Zhou Wei, Zhu Hangyu, Chen Wei, Chen Chen, Xu Jun
Jiangsu Key Laboratory of Intelligent Medical Image Computing, Nanjing 210044, China.
School of Future Technology, Nanjing University of Information Science and Technology, Nanjing 210044, China.
Bioengineering (Basel). 2024 Dec 4;11(12):1226. doi: 10.3390/bioengineering11121226.
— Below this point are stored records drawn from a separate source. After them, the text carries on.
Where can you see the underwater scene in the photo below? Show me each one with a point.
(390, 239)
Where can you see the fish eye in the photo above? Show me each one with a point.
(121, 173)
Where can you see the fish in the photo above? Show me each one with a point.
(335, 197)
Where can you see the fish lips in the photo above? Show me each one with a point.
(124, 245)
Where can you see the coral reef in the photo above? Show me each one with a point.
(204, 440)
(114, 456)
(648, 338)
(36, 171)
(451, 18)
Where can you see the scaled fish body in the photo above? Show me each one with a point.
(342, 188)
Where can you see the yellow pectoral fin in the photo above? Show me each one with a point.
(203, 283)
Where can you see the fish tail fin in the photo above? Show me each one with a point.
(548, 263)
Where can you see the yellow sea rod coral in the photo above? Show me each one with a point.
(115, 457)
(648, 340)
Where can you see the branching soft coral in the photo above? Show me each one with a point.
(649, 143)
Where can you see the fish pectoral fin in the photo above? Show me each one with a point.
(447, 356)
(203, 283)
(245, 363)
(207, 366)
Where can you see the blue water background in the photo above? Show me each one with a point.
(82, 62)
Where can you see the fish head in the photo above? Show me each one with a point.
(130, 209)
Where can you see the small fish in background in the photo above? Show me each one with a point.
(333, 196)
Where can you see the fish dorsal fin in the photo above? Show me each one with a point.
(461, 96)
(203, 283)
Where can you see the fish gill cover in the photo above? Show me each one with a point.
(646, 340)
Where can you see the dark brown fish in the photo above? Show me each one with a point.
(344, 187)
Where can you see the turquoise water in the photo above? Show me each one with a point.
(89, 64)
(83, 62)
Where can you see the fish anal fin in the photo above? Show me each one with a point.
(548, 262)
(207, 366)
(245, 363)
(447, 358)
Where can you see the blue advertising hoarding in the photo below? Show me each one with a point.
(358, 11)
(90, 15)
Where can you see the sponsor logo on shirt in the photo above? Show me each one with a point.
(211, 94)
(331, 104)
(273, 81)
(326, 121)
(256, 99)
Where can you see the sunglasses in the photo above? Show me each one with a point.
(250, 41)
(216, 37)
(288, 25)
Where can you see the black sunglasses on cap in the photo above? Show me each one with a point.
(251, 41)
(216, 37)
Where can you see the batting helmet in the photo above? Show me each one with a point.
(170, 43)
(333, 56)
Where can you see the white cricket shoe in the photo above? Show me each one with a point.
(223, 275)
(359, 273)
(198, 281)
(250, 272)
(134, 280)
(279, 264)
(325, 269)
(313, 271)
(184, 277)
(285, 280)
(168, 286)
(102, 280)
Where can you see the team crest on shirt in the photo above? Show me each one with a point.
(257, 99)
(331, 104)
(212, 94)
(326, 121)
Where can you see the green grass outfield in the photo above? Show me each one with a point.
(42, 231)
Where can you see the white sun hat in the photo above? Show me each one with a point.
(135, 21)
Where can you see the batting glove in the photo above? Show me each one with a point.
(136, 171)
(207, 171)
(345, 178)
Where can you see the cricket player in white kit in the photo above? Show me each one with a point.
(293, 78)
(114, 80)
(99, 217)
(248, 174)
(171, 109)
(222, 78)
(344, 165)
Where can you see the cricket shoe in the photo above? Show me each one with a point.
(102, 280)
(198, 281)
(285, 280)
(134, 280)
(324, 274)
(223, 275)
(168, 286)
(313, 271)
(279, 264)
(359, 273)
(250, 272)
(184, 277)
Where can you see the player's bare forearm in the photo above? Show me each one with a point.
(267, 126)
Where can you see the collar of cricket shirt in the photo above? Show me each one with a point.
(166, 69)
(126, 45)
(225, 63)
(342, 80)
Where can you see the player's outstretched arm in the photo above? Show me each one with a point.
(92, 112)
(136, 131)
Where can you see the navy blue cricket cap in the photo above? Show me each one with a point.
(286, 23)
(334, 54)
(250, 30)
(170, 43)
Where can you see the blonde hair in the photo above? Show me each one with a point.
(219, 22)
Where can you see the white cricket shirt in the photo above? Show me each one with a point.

The pivotal role of sleep has led to extensive research endeavors aimed at automatic sleep stage classification. However, existing methods perform poorly when classifying small groups or individuals, and these results are often considered outliers in terms of overall performance. These outliers may introduce bias during model training, adversely affecting feature selection and diminishing model performance. To address the above issues, this paper proposes an ensemble-based sequential convolutional neural network (E-SCNN) that incorporates a clustering module and neural networks. E-SCNN effectively ensembles machine learning and deep learning techniques to minimize outliers, thereby enhancing model robustness at the individual level. Specifically, the clustering module categorizes individuals based on similarities in feature distribution and assigns personalized weights accordingly. Subsequently, by combining these tailored weights with the robust feature extraction capabilities of convolutional neural networks, the model generates more accurate sleep stage classifications. The proposed model was verified on two public datasets, and experimental results demonstrate that the proposed method obtains overall accuracies of 84.8% on the Sleep-EDF Expanded dataset and 85.5% on the MASS dataset. E-SCNN can alleviate the outlier problem, which is important for improving sleep quality monitoring for individuals.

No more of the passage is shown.